The Indiana Public Retirement System plans to invest five percent in private credit strategies, as part of its fixed income ex-inflation linked portfolio, which currently makes up 24 percent. The board of the $30 billion system approved the change at a meeting last Friday (26 June), amid other tweaks to its asset allocation policy. The changes, which were recommended by the pension’s investment consultant, Verus, were made to improve risk-adjusted returns.
The retirement system is increasing its non-inflation-linked fixed income portfolio to 24 percent from 22 percent, while dropping its inflation-linked fixed income portfolio from 10 to seven percent. The ex-inflation linked portion, which includes private credit strategies, is only going up by two percent, the pension will allocate five percent overall to private credit strategies, while cutting TIPS (Treasury-Inflation Protected Securities) and other non-inflation linked bond investments, according to Indiana’s board meeting materials.
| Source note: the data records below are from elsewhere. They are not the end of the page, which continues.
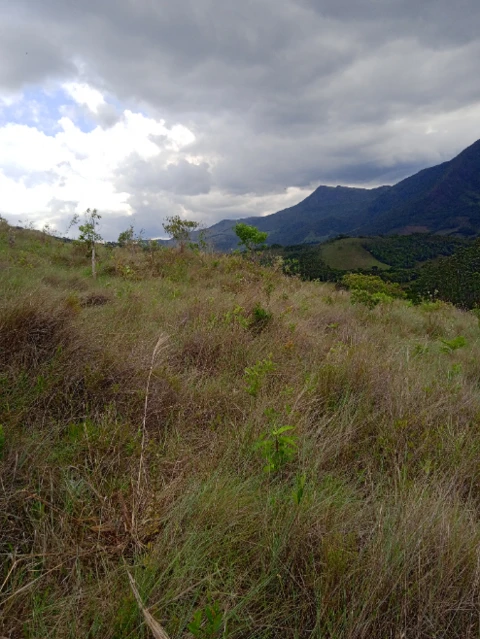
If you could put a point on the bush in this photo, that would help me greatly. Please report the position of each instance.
(372, 284)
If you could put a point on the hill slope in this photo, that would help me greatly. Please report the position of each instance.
(327, 211)
(444, 198)
(441, 199)
(138, 414)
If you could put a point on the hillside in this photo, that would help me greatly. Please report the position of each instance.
(441, 199)
(349, 253)
(327, 211)
(258, 456)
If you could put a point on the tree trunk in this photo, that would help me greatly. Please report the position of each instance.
(94, 265)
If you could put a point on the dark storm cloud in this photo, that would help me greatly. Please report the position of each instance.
(150, 176)
(28, 56)
(278, 92)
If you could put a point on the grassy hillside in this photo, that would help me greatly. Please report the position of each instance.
(138, 413)
(349, 253)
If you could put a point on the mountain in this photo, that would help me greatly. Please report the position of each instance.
(327, 212)
(441, 199)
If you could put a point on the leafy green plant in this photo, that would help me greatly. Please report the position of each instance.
(448, 346)
(371, 300)
(261, 317)
(372, 284)
(179, 229)
(298, 491)
(89, 235)
(277, 448)
(206, 622)
(256, 374)
(249, 236)
(237, 315)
“Private credit has attractive risk / return characteristics but is illiquid and would take time to build out,” said the pension’s meeting documents. “Private credit allocation could function as a ‘release valve’ for current overweight to private equity, requiring less aggressive funding to reach target weight,” added a presentation from Verus to the board.
Indiana already invests with some private credit managers and funds, although it hasn’t previously stated a target for the asset class. Earlier this year, the pension invested $250 million in a separate account with Oak Hill Advisors and another $100 million in a broad credit mandate with Oaktree Capital Management.
Other changes to the new asset allocation policy include raising the risk parity allocation to 12 percent from 10 percent, as well as slightly dropping real estate but half a percent to 7 percent. The new asset mix should help the pension achieve 6.44 percent 10-year returns, up from a current projected yield of 6.25 percent over ten years.